The weather was taking a toll on our speed and it was doubtful that we were going to make the scheduled lock-through time. We called the John Day Dam lockmaster to plead our case, but were welcomed with the reply that he was filling the locks for a barge coming downriver and that we could expect to lock through 30-45 minutes after the prescribed time of 3:00 P.M. This was very welcome news as it would fit our speed perfectly. In fact, the way our speed began to pick up, we would probably arrive a bit early, so we adjusted the throttles and our speed accordingly.
Ah, but Murphy was either on board or running the locks. And when we arrived, the gates were still closed, and the weather was worse than any we've seen in years, winds sustained at 25-30 knots and gusting to 40 or more. So we were faced with the worst case scenario, circling in those 4-5 foot waves. Turning became a nightmare, not just because we would place our boat beam to the swells, but because the windage was so bad that once she was broadside to the wind she just would not turn, not without the judicious application of differential thrust and a rudder hard over. Rolling in the swells took its toll on us and the cabin was absolutely trashed. Not a single shelf held it's ware, not a single piece of furniture remained in its original position. It was a disaster comparable to the worst we saw on the ocean! (OK, granted, we weren't as well prepared as we had been on the ocean, but this is a river
The wind continued to howl as we awaited our chance, and somewhere in that maelstrom, I'm sure I heard laughing.
We finally got our chance to enter the locks about two and a half hours after we had planned to get in there. And again, when I gave the starboard engine reverse thrust settling next to the mooring bitt, that damn shaft came out! By now I had become pretty proficient at getting it back in, so it was ready by the time we lifted up to Lake Umatilla and the gate was opened.

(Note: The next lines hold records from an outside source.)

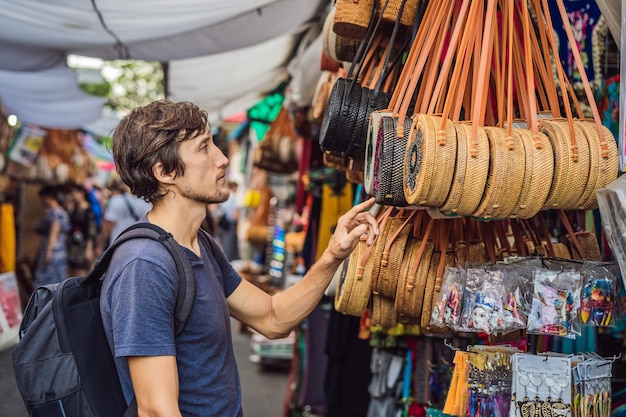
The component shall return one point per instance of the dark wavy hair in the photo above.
(152, 134)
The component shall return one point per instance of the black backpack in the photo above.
(63, 364)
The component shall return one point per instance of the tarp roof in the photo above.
(220, 52)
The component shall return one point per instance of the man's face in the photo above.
(204, 180)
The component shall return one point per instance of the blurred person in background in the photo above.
(51, 260)
(228, 217)
(82, 237)
(122, 210)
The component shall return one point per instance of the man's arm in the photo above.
(155, 381)
(275, 316)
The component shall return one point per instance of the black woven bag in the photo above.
(389, 188)
(344, 101)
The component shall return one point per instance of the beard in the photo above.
(206, 198)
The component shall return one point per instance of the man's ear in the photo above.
(160, 175)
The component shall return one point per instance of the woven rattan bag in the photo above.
(470, 172)
(506, 175)
(429, 161)
(352, 17)
(354, 289)
(411, 285)
(389, 253)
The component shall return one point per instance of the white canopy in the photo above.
(219, 51)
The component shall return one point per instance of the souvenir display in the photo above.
(542, 386)
(447, 308)
(556, 303)
(597, 307)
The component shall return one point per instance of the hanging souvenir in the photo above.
(597, 307)
(556, 302)
(482, 301)
(542, 386)
(447, 308)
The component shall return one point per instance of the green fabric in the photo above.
(264, 112)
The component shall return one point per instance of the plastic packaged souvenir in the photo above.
(599, 295)
(482, 301)
(556, 302)
(447, 308)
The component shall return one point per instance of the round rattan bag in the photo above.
(606, 166)
(353, 291)
(571, 174)
(539, 159)
(429, 161)
(505, 178)
(393, 252)
(409, 298)
(470, 174)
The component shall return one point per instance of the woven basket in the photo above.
(371, 149)
(383, 313)
(392, 10)
(409, 298)
(429, 302)
(353, 291)
(334, 161)
(570, 178)
(374, 267)
(505, 178)
(470, 173)
(429, 161)
(476, 252)
(561, 251)
(391, 261)
(539, 173)
(354, 172)
(389, 177)
(352, 18)
(607, 168)
(590, 245)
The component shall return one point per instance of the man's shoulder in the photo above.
(144, 250)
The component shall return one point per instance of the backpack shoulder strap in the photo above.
(206, 239)
(186, 281)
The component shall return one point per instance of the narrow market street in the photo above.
(263, 389)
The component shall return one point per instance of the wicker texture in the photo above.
(352, 18)
(390, 190)
(470, 174)
(590, 245)
(409, 298)
(476, 252)
(353, 292)
(497, 180)
(392, 10)
(539, 173)
(383, 313)
(603, 169)
(391, 261)
(371, 149)
(570, 177)
(430, 159)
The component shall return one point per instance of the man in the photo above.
(165, 153)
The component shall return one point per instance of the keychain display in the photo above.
(556, 303)
(516, 298)
(447, 309)
(482, 301)
(592, 387)
(599, 295)
(542, 386)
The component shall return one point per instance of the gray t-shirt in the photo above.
(137, 303)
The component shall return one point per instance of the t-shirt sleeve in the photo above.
(230, 276)
(142, 300)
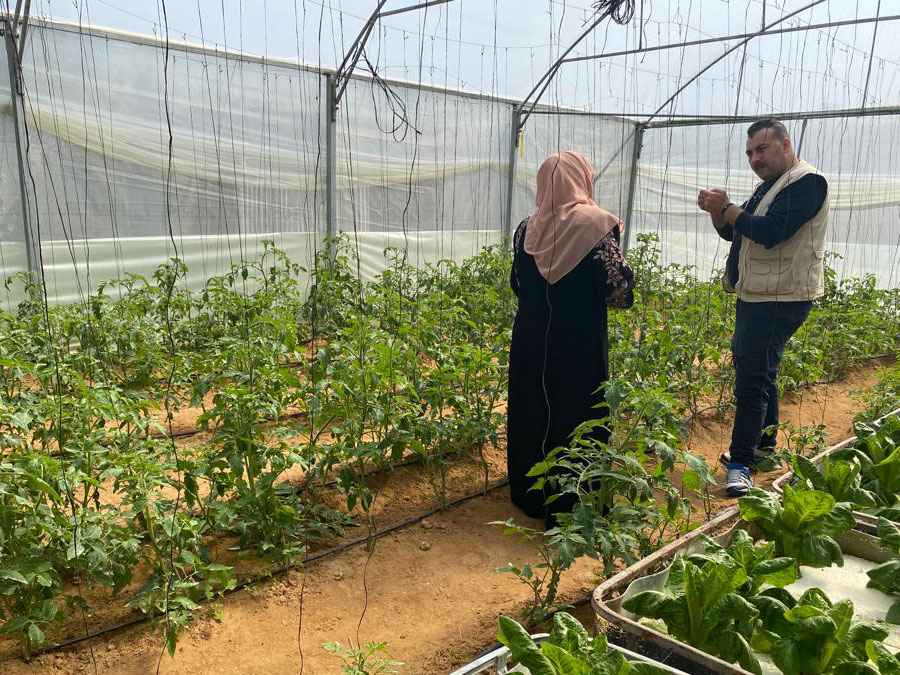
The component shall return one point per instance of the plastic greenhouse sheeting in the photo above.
(13, 257)
(420, 168)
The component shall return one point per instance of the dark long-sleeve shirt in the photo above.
(791, 208)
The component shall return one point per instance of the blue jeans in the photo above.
(761, 332)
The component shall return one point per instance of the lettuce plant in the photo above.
(813, 636)
(802, 523)
(702, 607)
(841, 478)
(756, 561)
(568, 651)
(886, 576)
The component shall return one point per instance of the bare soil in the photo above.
(429, 590)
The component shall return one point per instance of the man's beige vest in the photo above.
(793, 270)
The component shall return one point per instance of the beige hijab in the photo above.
(568, 222)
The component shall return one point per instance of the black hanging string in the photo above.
(620, 11)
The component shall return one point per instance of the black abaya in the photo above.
(559, 361)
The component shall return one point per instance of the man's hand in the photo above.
(712, 200)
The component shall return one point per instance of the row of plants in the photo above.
(735, 602)
(92, 490)
(322, 382)
(865, 473)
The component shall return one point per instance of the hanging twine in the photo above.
(620, 11)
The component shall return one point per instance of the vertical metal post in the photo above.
(511, 183)
(802, 136)
(330, 160)
(632, 182)
(15, 101)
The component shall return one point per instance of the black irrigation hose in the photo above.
(279, 571)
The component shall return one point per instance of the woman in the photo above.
(567, 269)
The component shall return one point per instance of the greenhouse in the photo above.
(256, 324)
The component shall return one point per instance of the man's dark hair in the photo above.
(779, 131)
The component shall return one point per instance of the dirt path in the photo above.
(431, 592)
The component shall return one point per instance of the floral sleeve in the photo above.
(614, 277)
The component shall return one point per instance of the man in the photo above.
(775, 266)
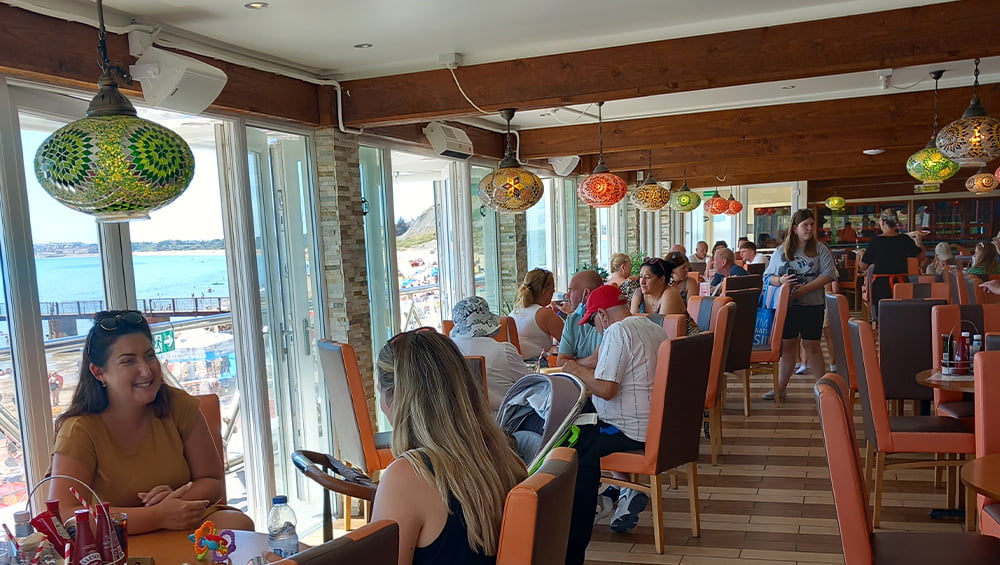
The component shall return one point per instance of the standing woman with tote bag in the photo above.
(808, 266)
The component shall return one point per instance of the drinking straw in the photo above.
(38, 554)
(78, 498)
(10, 536)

The river conditions coming out of the John Day were just as bad as coming in. We were so beat from the awful ride that we decided to call it a day and tie up at a dock just inside the John Day River. Doing so required us to pass underneath a bridge of questionable height. We probably could have made it with a foot or so to spare, but because of the swells, we elected to lower the radar mast before proceeding beneath the bridge. This again, unfortunately, required us to circle a bit while I dropped the mast before proceeding in. Since there was nothing else to shed within the cabin, all that was at risk was our (questionable) sanity.
But we made it under without further incident and proceeded to tie up to the dock (with the wind blowing on our beam, away from the dock - a touchy maneuver in any circumstance). Only now it became clear that Murphy was with us, because just as we approached the dock, and I dropped the starboard engine in reverse, yup, you guessed it, the shaft pulled out one more time! Arrggghhh!

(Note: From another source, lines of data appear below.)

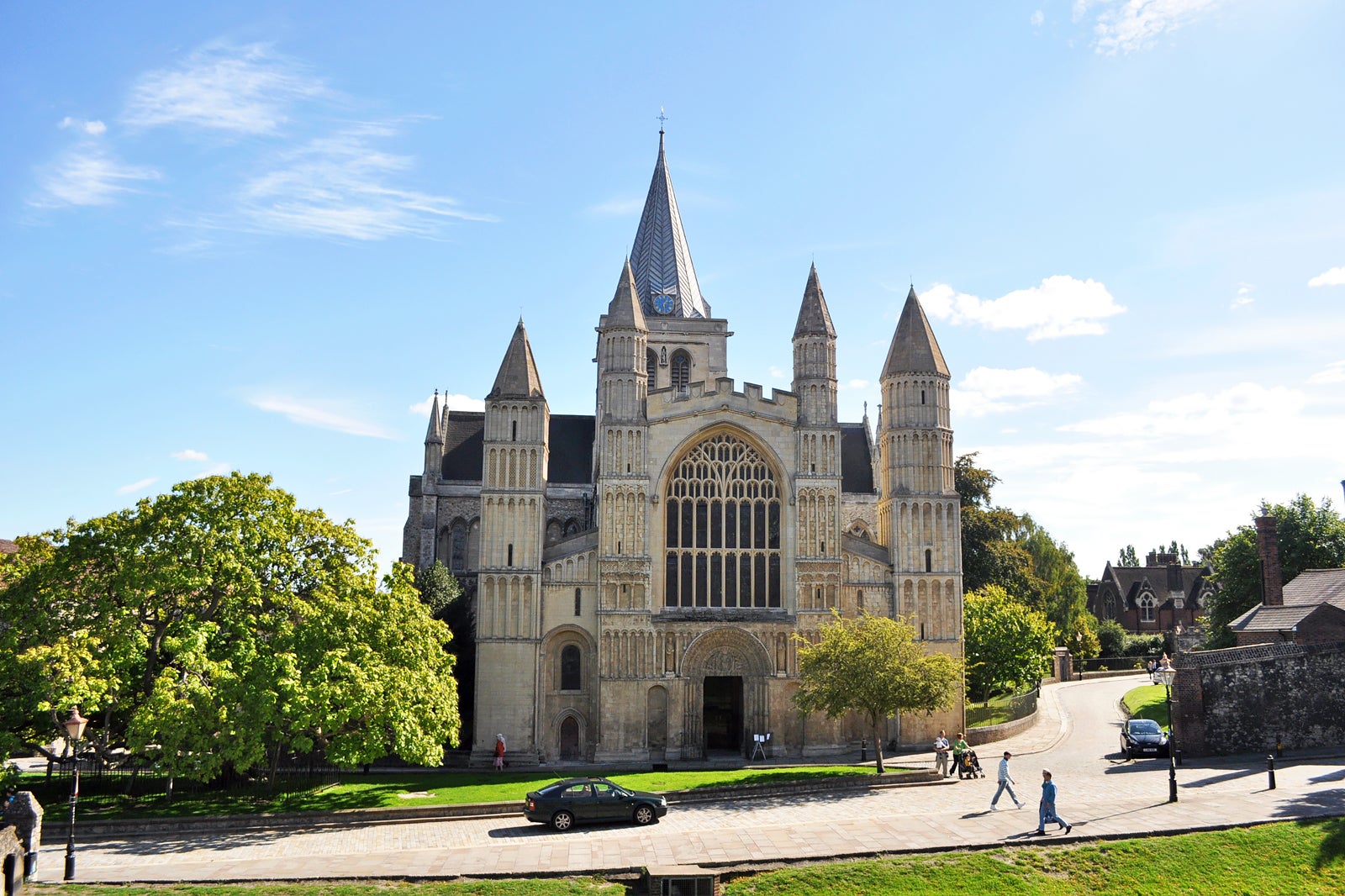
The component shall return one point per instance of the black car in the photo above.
(591, 799)
(1142, 737)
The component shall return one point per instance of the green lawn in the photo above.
(376, 791)
(1286, 858)
(1147, 701)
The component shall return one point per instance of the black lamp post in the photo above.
(1169, 676)
(74, 732)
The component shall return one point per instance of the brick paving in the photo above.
(1076, 736)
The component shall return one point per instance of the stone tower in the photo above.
(514, 474)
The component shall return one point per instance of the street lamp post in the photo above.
(74, 732)
(1169, 676)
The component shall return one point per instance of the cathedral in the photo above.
(639, 576)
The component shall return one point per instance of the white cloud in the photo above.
(1059, 307)
(1333, 374)
(138, 486)
(1333, 277)
(455, 403)
(320, 417)
(89, 177)
(342, 186)
(92, 128)
(224, 87)
(986, 390)
(1131, 26)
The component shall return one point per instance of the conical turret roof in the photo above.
(661, 257)
(518, 372)
(625, 309)
(814, 318)
(914, 346)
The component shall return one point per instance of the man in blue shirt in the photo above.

We got it close enough to get some lines on the dock, then pulled hard against the wind to get her reasonably close and called it an exhausting day.

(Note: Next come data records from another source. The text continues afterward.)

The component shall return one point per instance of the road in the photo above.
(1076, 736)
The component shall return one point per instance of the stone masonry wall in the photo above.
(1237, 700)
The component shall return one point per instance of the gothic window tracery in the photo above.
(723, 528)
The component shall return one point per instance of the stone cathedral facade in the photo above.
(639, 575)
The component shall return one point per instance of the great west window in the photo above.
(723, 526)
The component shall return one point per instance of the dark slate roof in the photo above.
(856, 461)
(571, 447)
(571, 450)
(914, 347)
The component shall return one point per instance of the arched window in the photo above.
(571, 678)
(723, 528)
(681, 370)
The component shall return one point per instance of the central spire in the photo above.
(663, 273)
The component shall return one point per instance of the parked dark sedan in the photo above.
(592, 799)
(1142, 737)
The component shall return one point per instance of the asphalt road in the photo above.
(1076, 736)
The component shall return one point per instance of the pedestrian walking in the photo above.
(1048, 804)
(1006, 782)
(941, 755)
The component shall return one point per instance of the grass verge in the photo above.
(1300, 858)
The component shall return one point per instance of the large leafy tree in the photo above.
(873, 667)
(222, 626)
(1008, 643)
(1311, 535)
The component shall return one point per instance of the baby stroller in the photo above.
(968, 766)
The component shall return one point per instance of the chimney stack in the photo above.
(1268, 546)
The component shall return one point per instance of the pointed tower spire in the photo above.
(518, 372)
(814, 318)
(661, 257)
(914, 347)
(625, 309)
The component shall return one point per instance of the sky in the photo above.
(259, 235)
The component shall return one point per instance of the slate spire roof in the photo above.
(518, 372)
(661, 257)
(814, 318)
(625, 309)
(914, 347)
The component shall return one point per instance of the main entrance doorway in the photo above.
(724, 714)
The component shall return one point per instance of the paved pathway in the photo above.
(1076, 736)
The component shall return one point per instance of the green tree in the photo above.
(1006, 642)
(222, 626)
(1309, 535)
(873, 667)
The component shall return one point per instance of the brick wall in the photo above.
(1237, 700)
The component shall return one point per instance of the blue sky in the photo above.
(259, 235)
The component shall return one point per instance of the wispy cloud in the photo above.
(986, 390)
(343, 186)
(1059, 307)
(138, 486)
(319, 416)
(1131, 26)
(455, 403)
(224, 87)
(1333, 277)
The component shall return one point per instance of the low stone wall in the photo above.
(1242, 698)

Gawd I love boating! Ilwaco definitely had more appeal at this stage of the game!
I don't know why the bolts are loosening up on that shaft, but I counter drilled the shaft to give the bolts a little more bite and I reefed down on them that night with Herculean strength, assured they would not come loose again. We have hundreds of hours on this boat without this problem, why it chose to manifest itself on this trip will forever remain a mystery.
NOAA radio told us the weather (particularly the wind) would get better, so we decided we had gone this far, let's continue the journey.
Waking up in the morning greeted us with a pleasant breeze, calm(er) waters, secure shafts, and a renewed feeling that things couldn't get worse. So off we went.
It was a bit breezy as the day progressed, but not so bad as it had been, and the trip up Lake Umatilla was actually pleasant. We made fair time and decided to call it a day when we reached the Oregon town of Umatilla, just a mile or so before the McNary dam. Josh, Debbie, me and Captain (my dog) went to the shore and played in the water for a bit, forgetting our troubles for a while.